Plotly really seems to be very bad in this. I am just trying to create a boxplot with 5 Million points, which is no problem in the simple R function "boxplot", but plotly is calculating endlessly for this.
It should be a major issue to improve this. Not all data has to be saved (and shown) in the plotly object. This is the main problem I guess.
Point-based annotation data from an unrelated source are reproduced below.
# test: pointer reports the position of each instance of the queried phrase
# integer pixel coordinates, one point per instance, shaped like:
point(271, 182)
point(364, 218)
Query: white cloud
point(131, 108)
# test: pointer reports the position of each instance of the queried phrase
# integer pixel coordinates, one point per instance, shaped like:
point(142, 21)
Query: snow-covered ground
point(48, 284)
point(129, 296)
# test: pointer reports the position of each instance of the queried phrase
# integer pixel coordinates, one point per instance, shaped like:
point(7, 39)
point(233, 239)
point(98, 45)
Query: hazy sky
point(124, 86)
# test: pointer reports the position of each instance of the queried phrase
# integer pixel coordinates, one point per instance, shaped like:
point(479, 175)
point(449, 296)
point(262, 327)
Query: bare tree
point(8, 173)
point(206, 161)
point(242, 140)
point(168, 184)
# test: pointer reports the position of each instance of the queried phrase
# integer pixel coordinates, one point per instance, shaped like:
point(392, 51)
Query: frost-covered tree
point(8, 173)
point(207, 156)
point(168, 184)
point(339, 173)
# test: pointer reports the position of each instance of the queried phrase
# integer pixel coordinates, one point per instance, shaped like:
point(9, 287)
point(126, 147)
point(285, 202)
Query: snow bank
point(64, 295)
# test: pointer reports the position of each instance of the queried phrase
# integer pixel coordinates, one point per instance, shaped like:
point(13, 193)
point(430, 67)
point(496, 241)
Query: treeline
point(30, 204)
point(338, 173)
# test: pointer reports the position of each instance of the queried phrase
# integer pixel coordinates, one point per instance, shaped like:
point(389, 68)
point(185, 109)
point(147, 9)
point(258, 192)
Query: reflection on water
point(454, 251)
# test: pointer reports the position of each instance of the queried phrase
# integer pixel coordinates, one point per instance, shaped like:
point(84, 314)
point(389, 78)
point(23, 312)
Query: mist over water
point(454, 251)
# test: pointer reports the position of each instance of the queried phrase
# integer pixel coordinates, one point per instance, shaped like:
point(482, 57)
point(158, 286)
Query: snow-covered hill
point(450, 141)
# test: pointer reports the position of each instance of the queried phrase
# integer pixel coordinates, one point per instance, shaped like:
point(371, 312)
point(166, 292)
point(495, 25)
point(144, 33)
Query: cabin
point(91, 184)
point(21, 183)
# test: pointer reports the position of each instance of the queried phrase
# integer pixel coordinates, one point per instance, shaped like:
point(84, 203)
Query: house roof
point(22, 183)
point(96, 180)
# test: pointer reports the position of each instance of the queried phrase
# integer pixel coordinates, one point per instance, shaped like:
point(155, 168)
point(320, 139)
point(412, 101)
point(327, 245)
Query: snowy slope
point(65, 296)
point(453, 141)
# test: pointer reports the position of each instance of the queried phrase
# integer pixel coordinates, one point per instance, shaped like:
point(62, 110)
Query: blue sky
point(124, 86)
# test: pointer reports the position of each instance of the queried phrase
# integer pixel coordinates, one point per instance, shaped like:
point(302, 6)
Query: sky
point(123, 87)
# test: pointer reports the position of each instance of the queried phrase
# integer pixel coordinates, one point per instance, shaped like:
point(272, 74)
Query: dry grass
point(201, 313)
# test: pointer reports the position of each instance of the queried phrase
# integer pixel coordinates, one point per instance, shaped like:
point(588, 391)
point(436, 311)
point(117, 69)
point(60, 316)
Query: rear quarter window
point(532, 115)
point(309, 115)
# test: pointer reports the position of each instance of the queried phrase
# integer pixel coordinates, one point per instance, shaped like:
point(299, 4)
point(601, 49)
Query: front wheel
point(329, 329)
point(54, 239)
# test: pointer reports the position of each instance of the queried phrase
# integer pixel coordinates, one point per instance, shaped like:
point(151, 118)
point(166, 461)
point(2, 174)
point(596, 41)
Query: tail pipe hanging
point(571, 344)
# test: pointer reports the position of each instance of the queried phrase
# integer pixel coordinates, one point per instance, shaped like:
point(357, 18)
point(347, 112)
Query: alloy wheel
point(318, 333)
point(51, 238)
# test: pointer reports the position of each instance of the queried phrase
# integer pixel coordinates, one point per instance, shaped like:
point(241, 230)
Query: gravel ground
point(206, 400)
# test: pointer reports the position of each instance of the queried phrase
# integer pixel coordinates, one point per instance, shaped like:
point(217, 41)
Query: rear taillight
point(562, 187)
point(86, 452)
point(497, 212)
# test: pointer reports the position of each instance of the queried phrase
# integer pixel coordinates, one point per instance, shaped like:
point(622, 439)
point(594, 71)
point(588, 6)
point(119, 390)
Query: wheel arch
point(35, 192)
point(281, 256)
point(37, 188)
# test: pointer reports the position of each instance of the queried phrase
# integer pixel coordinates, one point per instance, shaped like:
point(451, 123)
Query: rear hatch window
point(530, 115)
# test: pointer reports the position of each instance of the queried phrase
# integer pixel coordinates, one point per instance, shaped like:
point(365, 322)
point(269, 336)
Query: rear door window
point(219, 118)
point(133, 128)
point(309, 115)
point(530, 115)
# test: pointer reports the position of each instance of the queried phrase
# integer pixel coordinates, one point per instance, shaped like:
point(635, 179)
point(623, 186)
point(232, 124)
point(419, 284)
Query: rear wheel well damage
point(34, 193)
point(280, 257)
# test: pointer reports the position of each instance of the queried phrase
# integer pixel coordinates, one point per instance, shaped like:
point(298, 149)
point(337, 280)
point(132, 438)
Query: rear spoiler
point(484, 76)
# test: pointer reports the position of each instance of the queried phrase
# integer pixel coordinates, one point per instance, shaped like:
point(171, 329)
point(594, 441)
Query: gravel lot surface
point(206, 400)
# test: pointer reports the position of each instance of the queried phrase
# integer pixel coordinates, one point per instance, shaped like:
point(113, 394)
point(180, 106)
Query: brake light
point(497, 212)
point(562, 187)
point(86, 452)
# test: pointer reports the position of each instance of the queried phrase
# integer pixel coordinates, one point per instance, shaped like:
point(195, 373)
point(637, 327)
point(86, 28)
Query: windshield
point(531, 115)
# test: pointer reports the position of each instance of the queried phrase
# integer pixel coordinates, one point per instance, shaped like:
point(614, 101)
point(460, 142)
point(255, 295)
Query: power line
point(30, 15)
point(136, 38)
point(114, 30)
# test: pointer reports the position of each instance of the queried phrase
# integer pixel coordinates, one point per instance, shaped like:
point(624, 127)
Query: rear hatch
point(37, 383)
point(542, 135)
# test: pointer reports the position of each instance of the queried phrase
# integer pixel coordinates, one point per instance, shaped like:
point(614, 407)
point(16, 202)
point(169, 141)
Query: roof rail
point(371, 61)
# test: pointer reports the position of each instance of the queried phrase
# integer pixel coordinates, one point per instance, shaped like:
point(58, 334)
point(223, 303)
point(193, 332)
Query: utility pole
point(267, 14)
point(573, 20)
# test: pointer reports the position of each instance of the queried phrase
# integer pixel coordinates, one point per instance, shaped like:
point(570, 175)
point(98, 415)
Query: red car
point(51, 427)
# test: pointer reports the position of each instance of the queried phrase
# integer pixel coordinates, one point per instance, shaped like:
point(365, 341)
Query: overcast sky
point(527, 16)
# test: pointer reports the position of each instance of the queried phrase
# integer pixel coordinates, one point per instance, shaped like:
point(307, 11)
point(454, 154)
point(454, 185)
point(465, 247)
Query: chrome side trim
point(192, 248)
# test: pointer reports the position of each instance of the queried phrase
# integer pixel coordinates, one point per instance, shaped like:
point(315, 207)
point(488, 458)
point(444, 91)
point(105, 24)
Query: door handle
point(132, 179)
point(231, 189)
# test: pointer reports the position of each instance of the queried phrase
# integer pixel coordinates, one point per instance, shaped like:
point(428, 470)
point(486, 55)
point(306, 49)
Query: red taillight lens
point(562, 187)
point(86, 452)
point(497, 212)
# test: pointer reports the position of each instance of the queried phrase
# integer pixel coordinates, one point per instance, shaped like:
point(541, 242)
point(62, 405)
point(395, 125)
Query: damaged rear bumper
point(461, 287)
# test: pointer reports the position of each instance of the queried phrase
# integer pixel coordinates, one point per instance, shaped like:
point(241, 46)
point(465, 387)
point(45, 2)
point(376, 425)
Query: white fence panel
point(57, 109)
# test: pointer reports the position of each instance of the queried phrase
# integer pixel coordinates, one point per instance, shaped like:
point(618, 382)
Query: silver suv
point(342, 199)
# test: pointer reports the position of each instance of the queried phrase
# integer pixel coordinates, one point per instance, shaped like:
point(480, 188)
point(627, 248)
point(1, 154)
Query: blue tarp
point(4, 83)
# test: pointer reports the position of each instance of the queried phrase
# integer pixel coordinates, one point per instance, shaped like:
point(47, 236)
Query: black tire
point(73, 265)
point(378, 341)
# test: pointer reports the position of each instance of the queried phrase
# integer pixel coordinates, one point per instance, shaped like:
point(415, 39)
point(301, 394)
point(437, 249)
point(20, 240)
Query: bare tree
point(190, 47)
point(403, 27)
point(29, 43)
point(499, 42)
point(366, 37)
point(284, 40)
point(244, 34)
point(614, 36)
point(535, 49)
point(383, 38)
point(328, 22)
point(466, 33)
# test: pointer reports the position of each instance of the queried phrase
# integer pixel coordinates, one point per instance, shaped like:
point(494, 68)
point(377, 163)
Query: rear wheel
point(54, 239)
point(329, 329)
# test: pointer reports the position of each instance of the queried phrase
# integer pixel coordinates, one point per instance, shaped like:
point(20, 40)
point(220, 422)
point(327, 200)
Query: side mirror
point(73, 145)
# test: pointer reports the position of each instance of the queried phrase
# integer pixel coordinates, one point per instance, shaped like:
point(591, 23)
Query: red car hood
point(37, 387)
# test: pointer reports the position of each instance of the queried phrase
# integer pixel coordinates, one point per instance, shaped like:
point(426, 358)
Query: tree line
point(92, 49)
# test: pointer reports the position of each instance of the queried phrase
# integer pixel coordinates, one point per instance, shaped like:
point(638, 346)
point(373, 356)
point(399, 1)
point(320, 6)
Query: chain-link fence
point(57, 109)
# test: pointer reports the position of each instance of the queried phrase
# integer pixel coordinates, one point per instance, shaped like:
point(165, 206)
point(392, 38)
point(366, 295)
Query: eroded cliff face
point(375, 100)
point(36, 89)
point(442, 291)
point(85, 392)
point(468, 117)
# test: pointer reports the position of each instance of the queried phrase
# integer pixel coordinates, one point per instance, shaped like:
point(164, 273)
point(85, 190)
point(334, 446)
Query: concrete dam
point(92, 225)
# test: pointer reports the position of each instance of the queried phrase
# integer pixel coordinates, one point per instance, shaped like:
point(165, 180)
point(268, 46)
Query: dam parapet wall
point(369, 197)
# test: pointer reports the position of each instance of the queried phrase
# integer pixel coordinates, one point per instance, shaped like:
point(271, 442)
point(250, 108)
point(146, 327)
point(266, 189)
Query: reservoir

one option would be down-sampling your data, not sure if you'd like that:
https://github.com/devoxi/lttb-py
I also have problems with plotly in the browser with large datasets - if anyone has solutions, please write!
Thank you!
You can try the render_mode argument. Example:
import plotly.express as px
import pandas as pd
import numpy as np
N = int(1e6) # Number of points
df = pd.DataFrame(dict(x=np.random.randn(N),
y=np.random.randn(N)))
fig = px.scatter(df, x="x", y="y", render_mode='webgl')
fig.update_traces(marker_line=dict(width=1, color='DarkSlateGray'))
fig.show()
In my computer N=1e6 takes about 5 seconds until the plot is visible, and the "interactiveness" is still very good. With N=10e6 it takes about 1 minute and the plot is not responsive anymore (i.e. it is really slow to zoom, pan or anything).